VI. yüzyılın ilk yarısında en güçlü dönemlerini yaşayan Akhunlar, aynı zamanda Asya’nın ipek ticaretini de ellerinde bulunduruyorlardı.Bu sırada Anuşirvan’ın (531-579) tahta çıkmasıyla Sâsânîler yeniden güçlenmeye başladılar. Diğer yandan, 552 yılında Göktürk Devleti kurulunca, Akhunlar iki güçlü devlet arasında kaldılar. Göktürklerin batı illerini yönetmekte olan İstemi Yabgu , düşmanları olan Avarlarla iyi ilişkiler içinde bulunan Akhunların ortadan kaldırılması için Sâsânîlerle anlaştı. Akhunlar, Göktürklerin ve Sâsânîlerin ortak saldırıları sonucunda yıkıldılar ve toprakları, bu iki devlet arasında paylaşıldı (564 veya 557). Böylece, iki yüz yıllık bir egemenlikten sonra Hunların son bölümü de tarih sahnesinden çekilmiş oldu.

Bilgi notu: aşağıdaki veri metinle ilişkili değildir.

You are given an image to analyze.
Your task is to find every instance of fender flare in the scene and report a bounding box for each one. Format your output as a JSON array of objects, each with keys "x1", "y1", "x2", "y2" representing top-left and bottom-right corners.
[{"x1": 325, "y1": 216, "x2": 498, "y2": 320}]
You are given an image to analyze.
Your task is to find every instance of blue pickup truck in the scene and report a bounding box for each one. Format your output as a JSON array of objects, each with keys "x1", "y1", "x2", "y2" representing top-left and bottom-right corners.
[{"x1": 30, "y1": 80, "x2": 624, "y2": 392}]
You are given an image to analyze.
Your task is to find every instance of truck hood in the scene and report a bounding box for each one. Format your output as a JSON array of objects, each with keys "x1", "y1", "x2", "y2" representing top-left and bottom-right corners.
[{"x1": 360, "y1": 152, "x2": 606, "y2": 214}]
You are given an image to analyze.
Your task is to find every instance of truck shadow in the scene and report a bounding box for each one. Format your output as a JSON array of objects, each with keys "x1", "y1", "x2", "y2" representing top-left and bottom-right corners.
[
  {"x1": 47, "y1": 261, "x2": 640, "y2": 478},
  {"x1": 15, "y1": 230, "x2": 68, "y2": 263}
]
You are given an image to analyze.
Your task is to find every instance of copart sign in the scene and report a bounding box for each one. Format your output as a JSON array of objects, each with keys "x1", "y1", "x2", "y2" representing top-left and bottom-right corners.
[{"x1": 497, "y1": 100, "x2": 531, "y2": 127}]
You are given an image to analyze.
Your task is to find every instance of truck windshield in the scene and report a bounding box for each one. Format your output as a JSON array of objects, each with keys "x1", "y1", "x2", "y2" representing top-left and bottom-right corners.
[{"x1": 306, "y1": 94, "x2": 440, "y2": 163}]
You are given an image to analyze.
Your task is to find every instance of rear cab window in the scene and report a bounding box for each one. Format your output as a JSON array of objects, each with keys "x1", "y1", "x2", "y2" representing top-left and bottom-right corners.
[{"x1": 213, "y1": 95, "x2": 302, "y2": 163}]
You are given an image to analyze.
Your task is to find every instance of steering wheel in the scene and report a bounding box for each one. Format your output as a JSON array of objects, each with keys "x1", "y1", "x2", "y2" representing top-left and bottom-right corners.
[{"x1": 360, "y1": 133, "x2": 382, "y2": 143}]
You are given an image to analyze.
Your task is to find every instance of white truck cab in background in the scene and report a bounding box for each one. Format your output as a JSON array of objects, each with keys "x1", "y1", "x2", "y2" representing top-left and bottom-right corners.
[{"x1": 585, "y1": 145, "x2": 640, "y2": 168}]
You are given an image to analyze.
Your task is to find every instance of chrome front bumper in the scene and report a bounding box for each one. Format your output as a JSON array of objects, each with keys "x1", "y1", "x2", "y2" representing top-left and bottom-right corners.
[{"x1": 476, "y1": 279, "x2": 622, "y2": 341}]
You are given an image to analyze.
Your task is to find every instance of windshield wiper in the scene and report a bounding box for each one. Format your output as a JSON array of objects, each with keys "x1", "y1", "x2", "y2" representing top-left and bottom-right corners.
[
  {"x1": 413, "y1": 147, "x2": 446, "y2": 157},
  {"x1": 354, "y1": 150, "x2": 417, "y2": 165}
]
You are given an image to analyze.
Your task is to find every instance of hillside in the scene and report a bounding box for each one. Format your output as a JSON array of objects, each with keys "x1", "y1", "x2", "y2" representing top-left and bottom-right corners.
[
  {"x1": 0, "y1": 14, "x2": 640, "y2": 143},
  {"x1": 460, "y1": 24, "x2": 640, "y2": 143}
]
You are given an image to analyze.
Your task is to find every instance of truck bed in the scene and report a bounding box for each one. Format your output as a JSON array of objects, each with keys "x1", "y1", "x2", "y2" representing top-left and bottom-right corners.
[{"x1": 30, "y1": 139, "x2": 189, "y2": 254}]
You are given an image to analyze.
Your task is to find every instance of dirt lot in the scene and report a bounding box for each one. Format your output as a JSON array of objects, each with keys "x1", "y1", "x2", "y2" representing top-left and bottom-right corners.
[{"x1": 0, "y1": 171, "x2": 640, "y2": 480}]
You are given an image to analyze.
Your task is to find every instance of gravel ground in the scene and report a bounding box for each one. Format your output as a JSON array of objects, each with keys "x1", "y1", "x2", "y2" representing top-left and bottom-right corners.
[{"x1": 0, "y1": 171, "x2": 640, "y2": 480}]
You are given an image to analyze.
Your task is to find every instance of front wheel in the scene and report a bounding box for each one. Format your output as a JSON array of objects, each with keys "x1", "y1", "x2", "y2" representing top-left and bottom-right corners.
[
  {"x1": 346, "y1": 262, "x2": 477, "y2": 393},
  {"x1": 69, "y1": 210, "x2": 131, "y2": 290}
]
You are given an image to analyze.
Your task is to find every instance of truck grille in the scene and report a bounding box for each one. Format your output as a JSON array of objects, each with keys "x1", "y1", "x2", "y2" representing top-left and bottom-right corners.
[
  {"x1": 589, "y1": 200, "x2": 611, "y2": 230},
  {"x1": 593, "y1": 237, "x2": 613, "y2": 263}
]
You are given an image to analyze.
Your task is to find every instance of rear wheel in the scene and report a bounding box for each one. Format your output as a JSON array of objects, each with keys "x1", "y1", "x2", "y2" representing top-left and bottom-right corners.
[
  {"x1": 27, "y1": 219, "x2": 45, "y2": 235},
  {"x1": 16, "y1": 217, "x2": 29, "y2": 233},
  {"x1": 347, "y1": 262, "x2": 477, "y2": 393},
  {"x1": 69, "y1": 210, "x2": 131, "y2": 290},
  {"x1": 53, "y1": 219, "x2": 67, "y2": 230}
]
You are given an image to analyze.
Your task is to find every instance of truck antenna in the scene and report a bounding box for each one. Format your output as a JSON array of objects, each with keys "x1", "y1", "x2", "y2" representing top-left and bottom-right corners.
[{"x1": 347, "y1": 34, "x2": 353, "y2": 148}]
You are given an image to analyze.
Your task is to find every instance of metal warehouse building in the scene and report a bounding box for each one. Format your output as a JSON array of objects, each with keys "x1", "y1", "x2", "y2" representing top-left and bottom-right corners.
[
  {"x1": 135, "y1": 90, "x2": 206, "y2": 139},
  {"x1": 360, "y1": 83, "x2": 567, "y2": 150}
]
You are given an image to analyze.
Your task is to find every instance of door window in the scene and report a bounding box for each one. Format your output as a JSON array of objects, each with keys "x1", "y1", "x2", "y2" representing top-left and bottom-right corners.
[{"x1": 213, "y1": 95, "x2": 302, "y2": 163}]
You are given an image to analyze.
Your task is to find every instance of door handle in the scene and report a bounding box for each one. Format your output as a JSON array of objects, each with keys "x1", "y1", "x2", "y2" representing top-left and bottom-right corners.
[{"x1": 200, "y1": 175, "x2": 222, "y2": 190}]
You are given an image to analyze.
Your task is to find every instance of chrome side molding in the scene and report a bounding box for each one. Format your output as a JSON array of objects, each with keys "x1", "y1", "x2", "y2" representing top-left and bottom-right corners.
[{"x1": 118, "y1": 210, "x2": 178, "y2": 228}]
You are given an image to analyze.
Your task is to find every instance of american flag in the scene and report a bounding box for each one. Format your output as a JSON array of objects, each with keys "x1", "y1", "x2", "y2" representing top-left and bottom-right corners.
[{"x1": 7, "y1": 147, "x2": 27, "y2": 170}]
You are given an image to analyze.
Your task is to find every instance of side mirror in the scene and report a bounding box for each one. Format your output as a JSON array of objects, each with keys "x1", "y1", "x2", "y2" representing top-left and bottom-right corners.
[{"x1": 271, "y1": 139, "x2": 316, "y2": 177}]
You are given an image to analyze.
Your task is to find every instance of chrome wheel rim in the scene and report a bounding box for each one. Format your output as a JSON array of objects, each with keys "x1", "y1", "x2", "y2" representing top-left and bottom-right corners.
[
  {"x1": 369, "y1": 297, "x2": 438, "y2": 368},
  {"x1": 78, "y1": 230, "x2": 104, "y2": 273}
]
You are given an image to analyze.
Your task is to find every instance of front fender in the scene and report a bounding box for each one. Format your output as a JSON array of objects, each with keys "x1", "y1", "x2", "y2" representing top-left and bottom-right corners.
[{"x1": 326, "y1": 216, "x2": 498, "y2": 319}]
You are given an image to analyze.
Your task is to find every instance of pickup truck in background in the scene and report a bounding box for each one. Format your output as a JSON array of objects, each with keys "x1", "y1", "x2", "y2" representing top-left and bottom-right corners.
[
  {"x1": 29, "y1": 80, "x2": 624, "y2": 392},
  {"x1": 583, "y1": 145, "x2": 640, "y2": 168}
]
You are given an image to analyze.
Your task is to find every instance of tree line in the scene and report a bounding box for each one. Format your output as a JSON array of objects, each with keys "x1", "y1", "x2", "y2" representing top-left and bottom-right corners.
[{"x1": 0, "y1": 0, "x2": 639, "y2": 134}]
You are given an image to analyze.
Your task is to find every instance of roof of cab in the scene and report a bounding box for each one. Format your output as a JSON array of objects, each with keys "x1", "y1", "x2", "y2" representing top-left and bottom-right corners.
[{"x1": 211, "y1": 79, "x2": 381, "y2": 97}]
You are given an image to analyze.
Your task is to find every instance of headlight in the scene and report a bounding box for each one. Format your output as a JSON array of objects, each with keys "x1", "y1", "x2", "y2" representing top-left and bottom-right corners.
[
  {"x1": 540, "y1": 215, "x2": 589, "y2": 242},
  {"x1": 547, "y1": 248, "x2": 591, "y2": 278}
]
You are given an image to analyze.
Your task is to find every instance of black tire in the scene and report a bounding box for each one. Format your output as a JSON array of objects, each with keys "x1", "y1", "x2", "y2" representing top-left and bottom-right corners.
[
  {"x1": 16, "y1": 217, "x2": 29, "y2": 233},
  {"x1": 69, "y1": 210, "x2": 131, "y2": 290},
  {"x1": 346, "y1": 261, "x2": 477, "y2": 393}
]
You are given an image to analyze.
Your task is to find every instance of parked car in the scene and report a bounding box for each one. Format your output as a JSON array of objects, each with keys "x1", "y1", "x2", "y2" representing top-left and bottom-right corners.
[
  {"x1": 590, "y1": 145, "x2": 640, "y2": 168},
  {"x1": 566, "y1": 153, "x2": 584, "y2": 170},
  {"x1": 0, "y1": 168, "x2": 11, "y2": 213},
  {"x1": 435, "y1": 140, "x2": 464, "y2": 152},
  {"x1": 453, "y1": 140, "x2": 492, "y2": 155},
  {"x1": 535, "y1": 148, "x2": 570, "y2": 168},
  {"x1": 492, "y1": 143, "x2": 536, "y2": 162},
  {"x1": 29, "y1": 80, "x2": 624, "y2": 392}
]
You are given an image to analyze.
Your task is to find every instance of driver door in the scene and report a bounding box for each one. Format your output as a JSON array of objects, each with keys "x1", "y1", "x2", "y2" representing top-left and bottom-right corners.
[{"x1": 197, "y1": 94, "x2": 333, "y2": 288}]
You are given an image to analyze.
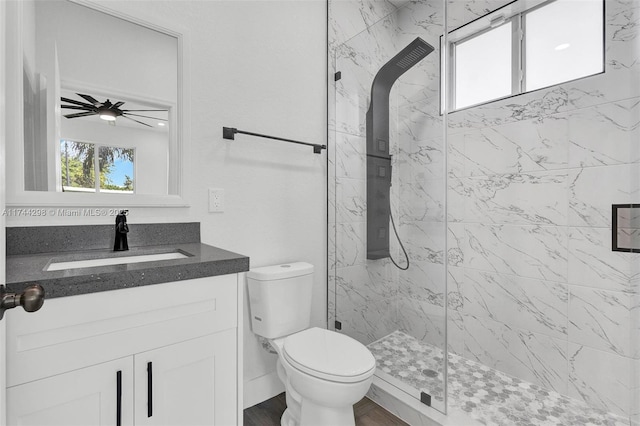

Akhunların Tarihteki önemi:

Ak Hunların diğer Türk devletlerinden ayıran en önemli özellik, egemen oldukları sahada hâkim azınlıkla göçebelerin devleti olarak, çoğunluktaki yerleşiklere hükmetmesidir. Bu özellikleri taşıyan ilk Türk devletidir. Bu bakımdan Türk tarihi içinde ayrı bir konuma sahiptir. Ak Hun kültürü Göktürk kültürüyle benzer özellikler sahiptir. Devlet teşkilatlanmaları ve sosyal hayat hemen hemen aynıdır. Ak Hunlar bulundukları sahanın kültüründen de etkilenmişlerdir. Türk kültüründe görülmeyen motifler Ak Hun kültüründe vuku bulmaya başlamıştır. Bunlara en önemli örnek Tavus kuşu figürü olacaktır. Hakanın tahtının tavus kuşu ayakları üzerinde olması gibi etkiler, İran ve Hint kültürü etkileridir. 

Sosyal yaşam:

Ak Hunlar, genel olarak göçebe bir yaşam sürüyorlardı. Buna karşın Gor, Huo ve Sakkala'yı başkent olarak da kullandılar. Ak Hunlar, Asya'nın ipek ticaretini ellerinde tuttukları sürece güçlerini korudular. Göktürkler'in İpek Yolu'nun denetimini ellerine geçirmesiyle bu üstünlüklerini yitirdiler.

Kabile Yönetimi (470-480)

Akhunlar, Aksuvarın ölümünden sonra bir Hakan seçmek yerine kabile yönetimini tercih etmiştir. Bu 26 yıllık süre zarfında kararlar, Uar ve Hun kabilelerinin oluşturduğu yönetim mekanizması tarafından alınarak hayata geçiriliyordu.

Kabile yönetimi döneminde Akhunlar ilerleyişlerine devam ederek Hindistana doğru uzanmışlardı. Bugünkü Hindistan topraklarında bulunan Gupta devletini baskı altına alarak bölgedeki otoritesini güçlendirdi. Her nekadar bir Hakan önderliğinde yönetilmese de, Kabile Yönetimi Dönemi fevkalade başarılı ve istikrarlı bir şekilde geçti.